Plans to create a billion-pound urban village on the fringes of Grosvenor’s Liverpool One development were in disarray this week after the first phase of the project collapsed into administration.
The Windsor Group is proposing 3,000 homes alongside 70,000 sq ft of leisure, retail and offices overlooking Wapping Dock in Liverpool’s historic Baltic Triangle in what would be the city’s largest ever private housing development.
Work had begun on the £50m first phase on the former site of ship chandler Joseph Lamb Sons, comprising three blocks containing 340 apartments and underground parking.
However, the development site was finally abandoned this week after administrators were called in following a lengthy contractural dispute between Windsor and Laing O’Rourke.
Little work has been carried out at the site since last August when Laing O’Rourke removed almost 200 builders in a row believed to have been over the timing of payments by the developer.
Sources close to the development said the administrator would now seek a buyer for the partially finished site.
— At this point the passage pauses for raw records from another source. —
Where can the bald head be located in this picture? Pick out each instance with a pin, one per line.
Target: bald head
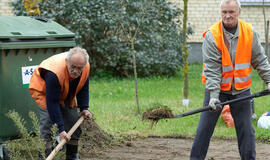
(76, 60)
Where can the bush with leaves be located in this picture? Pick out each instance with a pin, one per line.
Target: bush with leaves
(105, 29)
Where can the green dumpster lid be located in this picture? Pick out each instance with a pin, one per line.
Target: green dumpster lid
(33, 32)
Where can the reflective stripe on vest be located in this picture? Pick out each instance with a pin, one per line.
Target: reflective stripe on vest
(241, 72)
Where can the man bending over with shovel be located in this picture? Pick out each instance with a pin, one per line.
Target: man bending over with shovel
(230, 47)
(54, 85)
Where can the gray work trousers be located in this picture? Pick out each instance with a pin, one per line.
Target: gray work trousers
(70, 117)
(241, 113)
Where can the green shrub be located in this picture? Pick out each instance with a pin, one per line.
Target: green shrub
(101, 27)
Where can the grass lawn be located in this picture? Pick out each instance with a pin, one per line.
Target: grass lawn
(114, 106)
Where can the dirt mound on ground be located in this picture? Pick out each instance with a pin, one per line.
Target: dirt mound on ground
(93, 138)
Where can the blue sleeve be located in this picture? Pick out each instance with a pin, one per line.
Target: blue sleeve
(83, 96)
(53, 93)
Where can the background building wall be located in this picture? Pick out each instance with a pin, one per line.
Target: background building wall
(204, 13)
(5, 9)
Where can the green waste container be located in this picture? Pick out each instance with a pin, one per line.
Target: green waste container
(24, 43)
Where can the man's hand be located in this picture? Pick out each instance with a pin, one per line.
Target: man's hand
(64, 135)
(215, 104)
(86, 115)
(268, 86)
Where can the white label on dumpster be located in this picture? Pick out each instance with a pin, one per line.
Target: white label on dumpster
(26, 75)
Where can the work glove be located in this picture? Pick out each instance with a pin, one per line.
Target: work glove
(214, 103)
(268, 86)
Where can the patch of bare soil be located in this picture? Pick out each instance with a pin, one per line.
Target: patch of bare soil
(94, 140)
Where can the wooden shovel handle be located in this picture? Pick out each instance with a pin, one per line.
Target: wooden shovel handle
(63, 141)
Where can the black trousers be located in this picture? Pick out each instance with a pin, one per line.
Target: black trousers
(241, 113)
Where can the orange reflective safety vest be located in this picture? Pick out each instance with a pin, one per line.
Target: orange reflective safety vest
(56, 64)
(241, 71)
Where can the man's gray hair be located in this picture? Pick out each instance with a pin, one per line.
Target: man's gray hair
(227, 1)
(75, 50)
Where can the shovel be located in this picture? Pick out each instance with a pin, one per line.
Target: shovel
(255, 95)
(63, 141)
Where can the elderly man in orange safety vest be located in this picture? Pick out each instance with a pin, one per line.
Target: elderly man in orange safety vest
(230, 47)
(60, 85)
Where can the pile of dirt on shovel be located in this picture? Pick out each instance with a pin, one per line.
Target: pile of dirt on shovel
(93, 139)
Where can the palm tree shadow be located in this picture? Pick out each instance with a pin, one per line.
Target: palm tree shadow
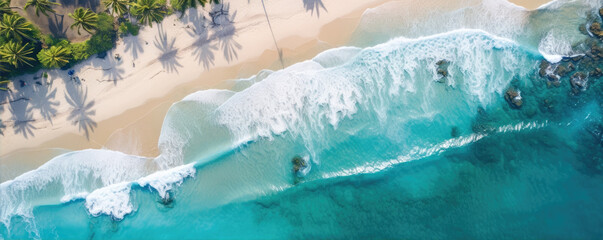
(133, 45)
(169, 53)
(203, 47)
(56, 26)
(225, 31)
(22, 114)
(42, 99)
(115, 72)
(312, 5)
(2, 127)
(82, 109)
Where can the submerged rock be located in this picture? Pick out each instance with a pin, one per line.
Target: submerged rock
(300, 168)
(579, 82)
(595, 29)
(443, 72)
(596, 73)
(442, 68)
(513, 97)
(544, 68)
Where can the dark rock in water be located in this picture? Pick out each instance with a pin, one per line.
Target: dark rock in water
(455, 132)
(544, 66)
(443, 72)
(552, 77)
(595, 29)
(561, 71)
(579, 82)
(298, 164)
(442, 67)
(513, 97)
(168, 201)
(596, 73)
(571, 67)
(577, 58)
(582, 29)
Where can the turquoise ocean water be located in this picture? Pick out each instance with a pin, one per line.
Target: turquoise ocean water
(391, 149)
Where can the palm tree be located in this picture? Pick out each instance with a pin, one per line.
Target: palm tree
(118, 7)
(15, 27)
(148, 11)
(17, 54)
(84, 18)
(41, 6)
(55, 56)
(5, 7)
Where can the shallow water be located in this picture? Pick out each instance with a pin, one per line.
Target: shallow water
(391, 149)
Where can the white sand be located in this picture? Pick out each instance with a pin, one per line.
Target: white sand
(121, 106)
(165, 56)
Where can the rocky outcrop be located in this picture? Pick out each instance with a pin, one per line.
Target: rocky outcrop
(513, 97)
(442, 68)
(579, 82)
(595, 29)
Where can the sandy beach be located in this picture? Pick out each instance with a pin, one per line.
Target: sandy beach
(119, 102)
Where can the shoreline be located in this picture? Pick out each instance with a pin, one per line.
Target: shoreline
(134, 128)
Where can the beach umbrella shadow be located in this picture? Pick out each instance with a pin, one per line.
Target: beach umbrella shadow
(312, 5)
(169, 53)
(82, 109)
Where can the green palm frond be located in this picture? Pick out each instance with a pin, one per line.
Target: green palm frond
(17, 54)
(118, 7)
(15, 27)
(54, 57)
(84, 19)
(5, 7)
(148, 11)
(42, 6)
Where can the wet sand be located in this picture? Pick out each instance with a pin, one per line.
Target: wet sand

Speaking to the Liverpool Daily Post, Roger Darwin, director of Windsor Developments Liverpool, denied that the entire project had been placed in jeopardy: “Our interests in the Baltic Triangle are at an advanced stage of being restructured, and to this end we are bringing in additional partners.
“In the interim, by agreement with our bankers, an administrator as been appointed on the Hurst Street Project (phase one) to insure an orderly transition.
“This has no impact on any other of our projects within the Baltic Triangle. The Baltic Triangle projects are a huge enterprise to which we remain committed.”